L'attitude de François n'est pas assez "relachée", il vaudrait mieux qu'il aide son cheval à se décontracter en baissant son regard et en laissant filer la longe pour stopper le réflexe d'opposition.

Net progrès, Éole accepte qu'on le touche à l'épaule, nous arrêtons la séance. On voit bien qu'il n'est pas vraiment à l'aise, son oreille interne surveille le drapeau!Il faudra beaucoup plus de temps pour qu'il soit parfaitement désensibilisé, François devra continuer le travail.

Le travail en liberté:

Le cheval étant difficile a contrôler en longe lorsqu'on lui demande de se pousser, nous commençons par le mettre en liberté.


Il est vraiment difficile d'éloigner le cheval sur la piste, il a une curieuse attitude "enroulée" autour de l'humain, qui finit par nous donner le tournis. (il est vraiment souple, c'est normal, c'est le cheval d'un ostéopathe!!!)

Il est difficile de savoir s'il joue, s'il se sent agressé, ou s'il menace: son attitude n'exprime rien de précis, une chose est sûre: il faut l'éloigner vers la piste.

François essaie de gagner de la place, mais le cheval proteste!


Myriam, moins sûre d'elle que son mari, a le même problème: Éole est encore plus irrespectueux, mais Myriam apprend a s'affirmer.


En insistant et en rappelant lorsqu'il est sur la piste, nous arrivons à une bonne attitude: Éole est enfin décontracté ( et "déroulé" !) sur la piste.

Le travail en longe:

Après une pause et le travail d'un autre cheval, nous pouvons passer au travail en longe.

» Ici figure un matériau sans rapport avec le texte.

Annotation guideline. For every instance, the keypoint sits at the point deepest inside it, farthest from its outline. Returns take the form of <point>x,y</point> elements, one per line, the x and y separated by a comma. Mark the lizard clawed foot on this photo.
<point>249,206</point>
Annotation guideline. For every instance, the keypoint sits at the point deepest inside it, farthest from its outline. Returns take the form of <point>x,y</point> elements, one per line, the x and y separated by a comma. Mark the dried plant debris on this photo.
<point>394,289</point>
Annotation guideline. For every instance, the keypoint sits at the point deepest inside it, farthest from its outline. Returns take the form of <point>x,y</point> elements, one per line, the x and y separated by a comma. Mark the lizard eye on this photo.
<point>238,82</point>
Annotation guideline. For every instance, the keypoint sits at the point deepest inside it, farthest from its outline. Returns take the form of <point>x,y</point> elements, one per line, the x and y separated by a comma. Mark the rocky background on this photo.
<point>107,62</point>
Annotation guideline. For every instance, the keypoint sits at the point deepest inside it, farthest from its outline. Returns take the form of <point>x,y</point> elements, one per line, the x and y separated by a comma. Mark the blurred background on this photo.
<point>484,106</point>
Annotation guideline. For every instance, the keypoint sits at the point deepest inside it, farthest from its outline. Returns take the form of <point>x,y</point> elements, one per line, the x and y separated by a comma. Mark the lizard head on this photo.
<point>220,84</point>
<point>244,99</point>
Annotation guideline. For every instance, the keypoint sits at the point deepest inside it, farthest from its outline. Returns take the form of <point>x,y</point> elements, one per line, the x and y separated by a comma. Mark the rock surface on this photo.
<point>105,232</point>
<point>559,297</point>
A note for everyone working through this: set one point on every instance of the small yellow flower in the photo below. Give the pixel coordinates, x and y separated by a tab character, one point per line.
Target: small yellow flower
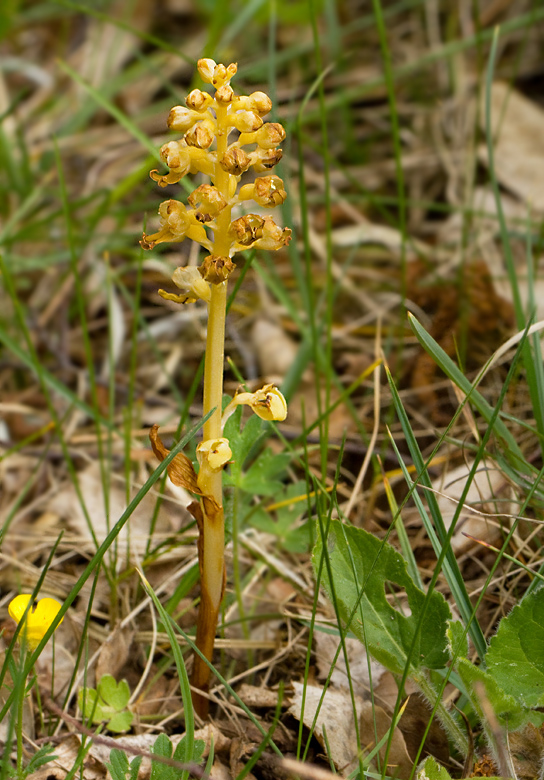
268	403
38	618
215	452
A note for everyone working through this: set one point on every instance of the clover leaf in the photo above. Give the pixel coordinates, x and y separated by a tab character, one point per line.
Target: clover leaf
108	704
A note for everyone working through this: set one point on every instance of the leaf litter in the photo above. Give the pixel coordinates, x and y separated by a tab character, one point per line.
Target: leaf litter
40	496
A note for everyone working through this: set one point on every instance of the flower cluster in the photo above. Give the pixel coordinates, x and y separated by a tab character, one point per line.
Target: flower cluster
207	122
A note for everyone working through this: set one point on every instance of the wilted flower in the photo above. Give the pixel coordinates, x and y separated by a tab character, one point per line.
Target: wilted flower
268	403
215	452
267	191
177	223
188	279
38	618
216	268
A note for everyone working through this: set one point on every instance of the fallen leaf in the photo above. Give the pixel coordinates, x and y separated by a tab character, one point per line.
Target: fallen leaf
375	722
335	727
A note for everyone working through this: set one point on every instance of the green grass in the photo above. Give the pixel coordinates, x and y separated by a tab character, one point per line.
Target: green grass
93	357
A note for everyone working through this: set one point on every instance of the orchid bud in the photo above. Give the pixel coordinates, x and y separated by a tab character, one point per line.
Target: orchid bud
182	119
216	269
245	121
216	453
224	95
207	202
198	100
267	191
235	161
200	135
268	403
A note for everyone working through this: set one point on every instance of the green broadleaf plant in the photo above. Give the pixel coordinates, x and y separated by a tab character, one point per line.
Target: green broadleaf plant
504	695
108	704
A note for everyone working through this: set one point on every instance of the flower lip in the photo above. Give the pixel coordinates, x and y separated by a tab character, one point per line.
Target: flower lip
38	618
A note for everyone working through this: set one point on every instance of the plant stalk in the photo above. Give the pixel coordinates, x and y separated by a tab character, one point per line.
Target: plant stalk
212	532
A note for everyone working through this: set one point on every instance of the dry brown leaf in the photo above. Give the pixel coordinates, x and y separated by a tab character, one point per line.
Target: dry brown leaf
240	752
275	350
374	724
258	696
516	125
335	727
66	504
66	753
114	653
361	668
413	725
180	470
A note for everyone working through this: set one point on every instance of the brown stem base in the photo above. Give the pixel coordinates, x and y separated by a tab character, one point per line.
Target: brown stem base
206	627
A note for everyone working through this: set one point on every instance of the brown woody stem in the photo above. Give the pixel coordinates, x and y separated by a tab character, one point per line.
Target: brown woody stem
212	532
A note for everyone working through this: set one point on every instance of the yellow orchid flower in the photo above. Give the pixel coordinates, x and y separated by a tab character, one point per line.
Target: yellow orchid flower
38	618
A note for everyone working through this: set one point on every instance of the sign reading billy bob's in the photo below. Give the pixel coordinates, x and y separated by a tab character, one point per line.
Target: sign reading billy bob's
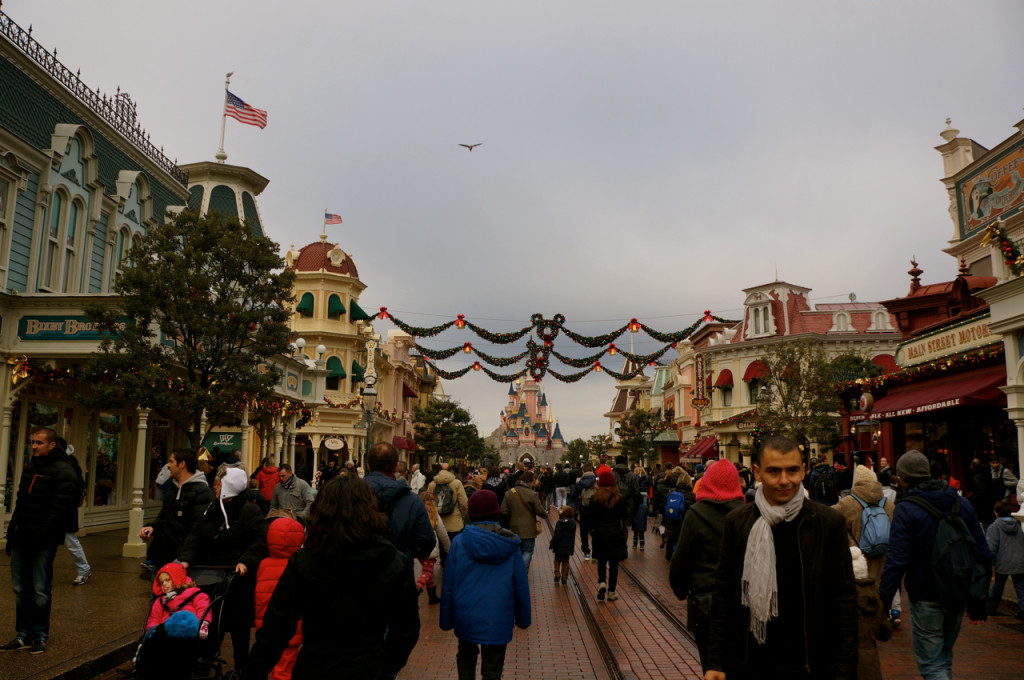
946	341
60	328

Nous apprenons d'abord à Éole à céder de l'avant-main et de l'arrière-main (pas de photo, j'étais trop occupée!) avant de l'envoyer sur le cercle.


En longe, Éole est aussi beaucoup trop enroulé, et il "la ramène" un peu.

François lui demande de la place avec la longe et son attitude corporelle.

Bel arrêt droit et à distance, François donne du confort par son attitude relaxée pour récompenser son cheval


En main, Éole bouscule le meneur,  Myriam lui apprend a tenir ses distances, nous alternons la marche rapide et la marche lente, les arrêts et les départs en variant la direction et en veillant à ce qu'Éole soit toujours hors de la "bulle" de Myriam.

Le passage sur la bâche:

Éole faisant de gros écarts en extérieur, cet exercice qui sert à développer la confiance et à rendre le cheval plus courageux, lui sera certainement très bénéfique. Nous avons abordé cet exercice le deuxième jour, Éole allait déjà mieux et n'a pas présenté de résistance particulière.


Approche lente par la technique du guidage.

Le cheval reçoit du confort chaque fois qu'il progresse vers la difficulté.

Éole essaye un pied.

C'est gagné!

Le travail monté:

Les progrès au sol étant notables, nous pensons en fin de stage pouvoir aborder les exercices en selle sans danger.


Rènes longues et en licol, François demande l'acceptation du cheval en décomposant le mouvement avant de s'asseoir. Éole peut très bien dire non, mais ne le fera pas.

 

 François s'assied tranquillement et ne demande rien les premières secondes, ainsi le cheval ne se met pas sous pression.

Premiers exercices simples:

Éole est distrait par ce nouveau travail et ne cherche pas à se rebeller contre son cavalier.


Le slalom: au début, il n'est pas attentif et surveille la quille au lieu de se concentrer sur son cavalier; ça va mieux ensuite, il commence à s'incurver.

Arrêt depuis le trot sur une seule rène (c'est ce que j'avais demandé...), enchaîné sur un reculer.

Éole fouaille de la queue lorsque François met trop de main (bien qu'il soit en licol), ce sera sa seule manifestation de mauvaise humeur.

Il se calme et se déroule dès que François relâche un peu les rènes.

Après ce stage, nous avons l'impression de connaître un peu plus ce cheval complexe, qui cherche à s'imposer car au fond de lui il n'est pas vraiment rassuré et se sent facilement menacé.